5. You’re in the bathroom. Is there a small head wedged between your bum and the toilet seat, trying to get a good look at the action?
On a scale of 1 to 10, how badly will your kid lose their shit if you try to take their shoes off because, "I DO MYSELF!!!”
6. You’re singing. Is your child screaming at you to stop?
7. On a scale of 1 to 10, how badly will your kid lose their shit if you try to take their shoes off because, "I DO MYSELF!!!”
8. You’re at a restaurant that serves food. Is your purse filled to capacity with emergency snacks anyway?
9. You’re on the phone. Is someone screaming “Mommy!!” like it’s their job?

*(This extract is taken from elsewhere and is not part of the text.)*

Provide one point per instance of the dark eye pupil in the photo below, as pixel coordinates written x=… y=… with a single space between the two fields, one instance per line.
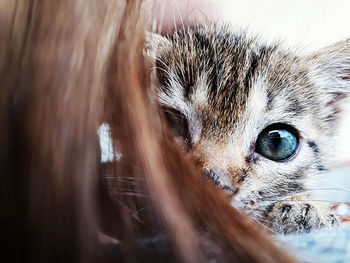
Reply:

10. You’re in the kitchen. Could you easily make a full meal out of the food that's been thrown on the floor and/or smeared on your child's hair, face and body? (Bonus: Have you attempted this?)
11. On a scale of 1 to one zillion, how many times are you summoned into your child’s room after bedtime to provide drinks of water, rearrange stuffed animals, or administer monster spray?
12. You’re at Target. Has your little one told a perfect stranger that Mommy has a vagina yet?
Now go back and count up all your answers, giving 3 points for each "Yes." Okay, that was a trick. A toddler would never let you finish reading a blog post, take a quiz or do any kind of math.
Welcome to the dark side, toddler mom. Don’t say we didn’t warn you.